Wie investieren Sie an der Börse?
Für mich lohnt es sich am meisten, in kostengünstige Fonds zu investieren.
Das ist vor dem Hintergrund besonders interessant, dass Sie früher beruflich als Analyst für Anlageperformance tätig waren.
Ja, da habe ich gesehen: Es bedeutet sehr viel Aufwand für die Leute, immer auf dem Laufenden zu bleiben und die richtigen Aktien zu kaufen. Für mich persönlich lohnt sich der Aufwand nicht. Ich will nicht so viel Zeit in Börseninformationen investieren, um allenfalls einige Basispunkte mehr Gewinn machen zu können.
Sie müssen das ja nicht selber tun. Sie könnten einen Fondsmanager dafür bezahlen.

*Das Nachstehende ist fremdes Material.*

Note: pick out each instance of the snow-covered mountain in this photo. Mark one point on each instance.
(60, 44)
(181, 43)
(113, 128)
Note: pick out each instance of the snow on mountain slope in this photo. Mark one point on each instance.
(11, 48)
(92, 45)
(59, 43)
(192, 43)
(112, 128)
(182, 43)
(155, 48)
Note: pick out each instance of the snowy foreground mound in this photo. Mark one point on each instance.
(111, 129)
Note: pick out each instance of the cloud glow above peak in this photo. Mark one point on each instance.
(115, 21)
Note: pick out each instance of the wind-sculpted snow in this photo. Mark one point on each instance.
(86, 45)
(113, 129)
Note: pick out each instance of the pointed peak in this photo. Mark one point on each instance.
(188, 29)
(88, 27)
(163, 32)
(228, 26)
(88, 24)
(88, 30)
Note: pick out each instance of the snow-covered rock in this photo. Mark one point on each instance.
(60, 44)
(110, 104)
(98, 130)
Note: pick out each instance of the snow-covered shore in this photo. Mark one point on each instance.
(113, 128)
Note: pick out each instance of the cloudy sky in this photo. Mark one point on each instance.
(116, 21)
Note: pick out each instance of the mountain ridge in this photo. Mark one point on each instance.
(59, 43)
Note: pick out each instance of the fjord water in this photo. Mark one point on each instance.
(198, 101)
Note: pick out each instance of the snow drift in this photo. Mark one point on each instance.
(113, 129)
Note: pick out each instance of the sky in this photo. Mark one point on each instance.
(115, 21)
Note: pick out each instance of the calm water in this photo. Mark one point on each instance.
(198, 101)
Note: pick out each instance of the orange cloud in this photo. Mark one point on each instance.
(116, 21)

Ja, kommt darauf an, wie gut der Fondsmanager und die Analysten sind, die für ihn arbeiten. Häufig sind die gut – aber reicht die Outperformance, um die Gebühren des Fonds mehr als einzuspielen? Da müsste ich wieder sehr viel Aufwand betreiben, um den für mich richtigen Fonds zu finden.
Das wollen Sie nicht.
In den letzten Jahren bin ich immer wieder zum Schluss gekommen, dass ich noch mehr Zeit haben müsste, um in solche Fonds zu investieren.
Sie investieren in kostengünstige passive Fonds. Versuchen Sie, dort mehr zu investieren, wenn Sie denken, dass Aktien günstig sind, und weniger, wenn Aktien teuer sind?

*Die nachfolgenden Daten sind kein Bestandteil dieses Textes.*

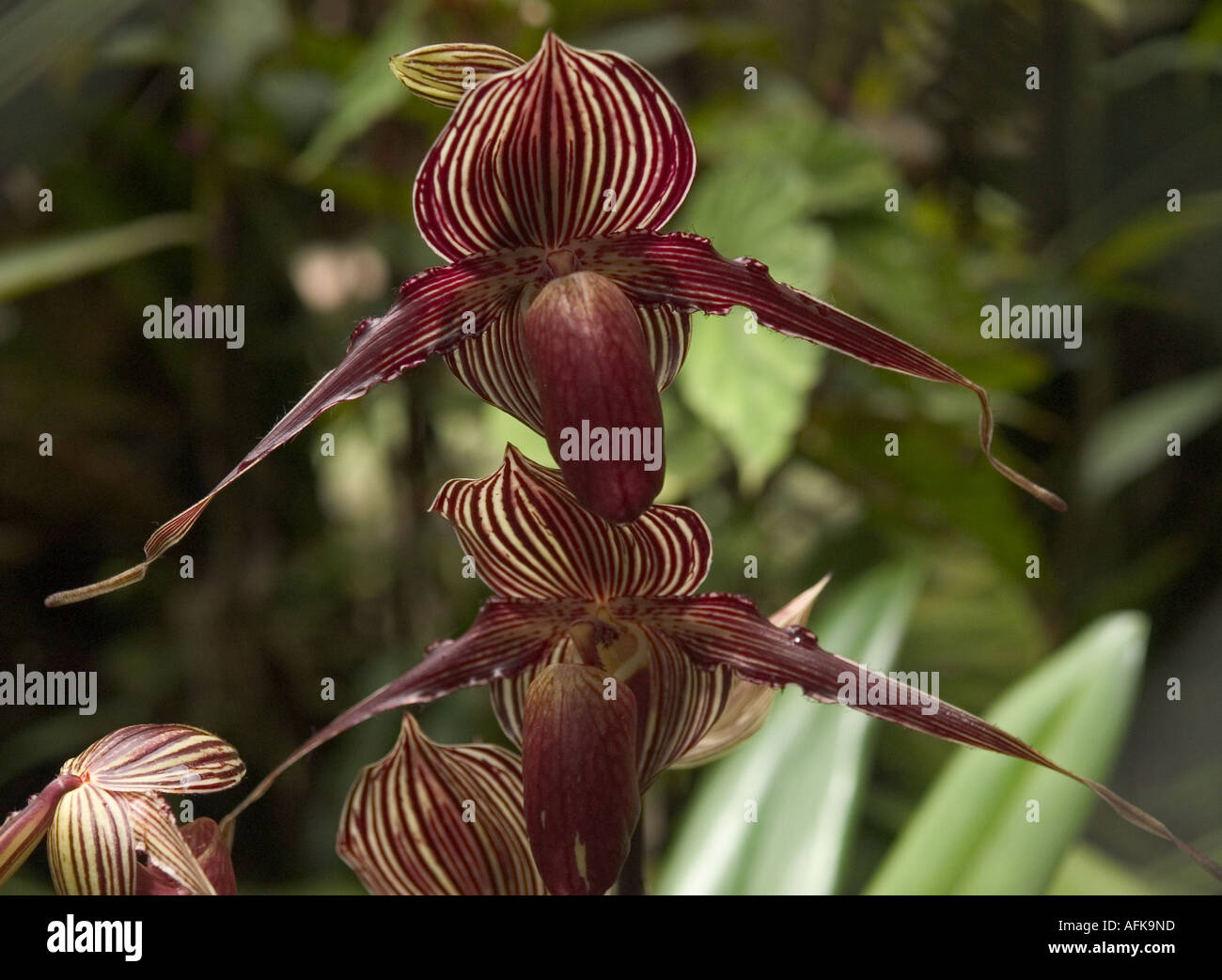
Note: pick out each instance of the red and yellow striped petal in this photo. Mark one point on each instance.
(748, 704)
(443, 73)
(90, 846)
(684, 271)
(494, 363)
(677, 704)
(432, 818)
(159, 759)
(23, 831)
(436, 310)
(726, 630)
(572, 145)
(169, 864)
(530, 537)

Ich hatte die vergangenen Jahre das Gefühl, die Märkte müssten zusammenfallen. Aber das sind sie nie, also bin ich doch eingestiegen. Jetzt investiere ich einfach jeden Monat einen Betrag.
In was investieren Sie?
Grösstenteils in Schweizer Aktien, einen Indexfond auf den Schweizer Aktienindex SLI, der mit dreissig Titeln etwas diversifizierter ist als der Schweizer Leitaktienindex SMI der nur zwanzig Aktien beinhaltet. Zudem ist beim SLI das Gewicht eines Titels auf maximal 9 Prozent begrenzt. Dazu habe ich noch einen weiteren Indexfonds, der weltweit in Aktien investiert ist.
Keine Obligationen?
Im aktuellen Zinsumfeld finde ich das nicht attraktiv. Ich behalte den Teil, den ich bei höheren Zinsen vielleicht in Obligationen investieren würde, lieber auf dem Sparkonto.
Die Zinsen steigen gerade wieder.
Wenn die dann mal bei 4 Prozent sind, könnte ich es wieder attraktiv finden.

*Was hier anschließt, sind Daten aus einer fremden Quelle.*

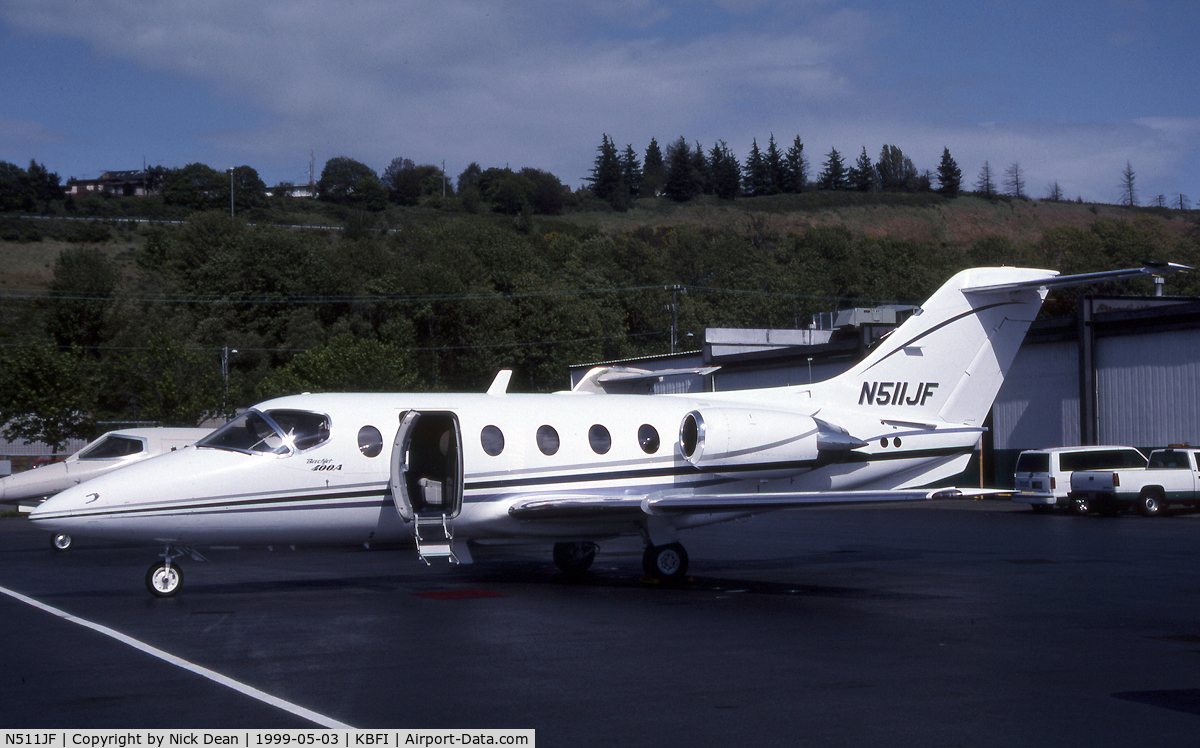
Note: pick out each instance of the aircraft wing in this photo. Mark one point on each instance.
(1060, 281)
(667, 502)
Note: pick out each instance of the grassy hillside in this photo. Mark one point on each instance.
(960, 222)
(118, 226)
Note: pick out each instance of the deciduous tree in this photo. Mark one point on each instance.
(984, 184)
(1014, 180)
(351, 183)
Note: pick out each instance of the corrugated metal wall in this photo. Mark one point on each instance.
(1147, 388)
(1038, 404)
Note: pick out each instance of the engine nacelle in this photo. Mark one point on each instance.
(753, 443)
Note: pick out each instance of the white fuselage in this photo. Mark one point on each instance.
(334, 492)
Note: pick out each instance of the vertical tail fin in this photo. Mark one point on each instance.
(947, 361)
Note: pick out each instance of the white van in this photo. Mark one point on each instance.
(1043, 476)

Ist die Börse oder das Pokern risikoreicher?
Poker ist härter und gefährlicher als traditionelle Börsenanlagen. Im Poker können nicht alle gewinnen, sondern einige müssen verlieren, was wiederum sehr ähnlich ist wie das Spekulieren mit Derivaten.
Mit Aktien können theoretisch alle profitieren, am wirtschaftlichen Fortschritt partizipieren und langfristig gewinnen.
Ein Problem beim Poker ist, dass man immer nur die Gewinner sieht, nicht die Verlierer.
Auch bei Börsengeschäften erzählen die meisten nur immer von ihren Gewinnen.
Bei Börsengeschäften gibt es wenigstens regelmässig einen Depotauszug, der bezüglich Gewinnen Transparenz schafft. Das fehlt beim Poker. Dort ist die Spielsucht eine Gefahr. Das sieht man im Casino: Jeweils gegen Monatsende, wenn die Leute den Lohn bekommen, sind die Pokertische gut besetzt und die Einsätze hoch. Im Verlaufe des Monats werden die Tische leerer, und es wird mit tieferen Einsätzen gespielt.
Ihr Rat dazu?
Man muss Limiten setzen, wie viel Geld man verlieren kann. Das gilt auch für Börsengeschäfte mit speziellen Instrumenten wie Warrants oder Minifutures.
Sie investieren in diese?
Früher habe ich das öfters. Anfänglich hatte ich etwas Gewinn machen können, weshalb ich mich anschliessend ein wenig überschätzte. So kam es, dass ich unter dem Strich Verluste hinnehmen musste.
Heute investieren Sie nicht mehr in solche Produkte?
Nein, in aggressive Finanzprodukte investiere ich nicht mehr. Wenn ich Lust auf Glücksspiel habe, spiele ich Poker.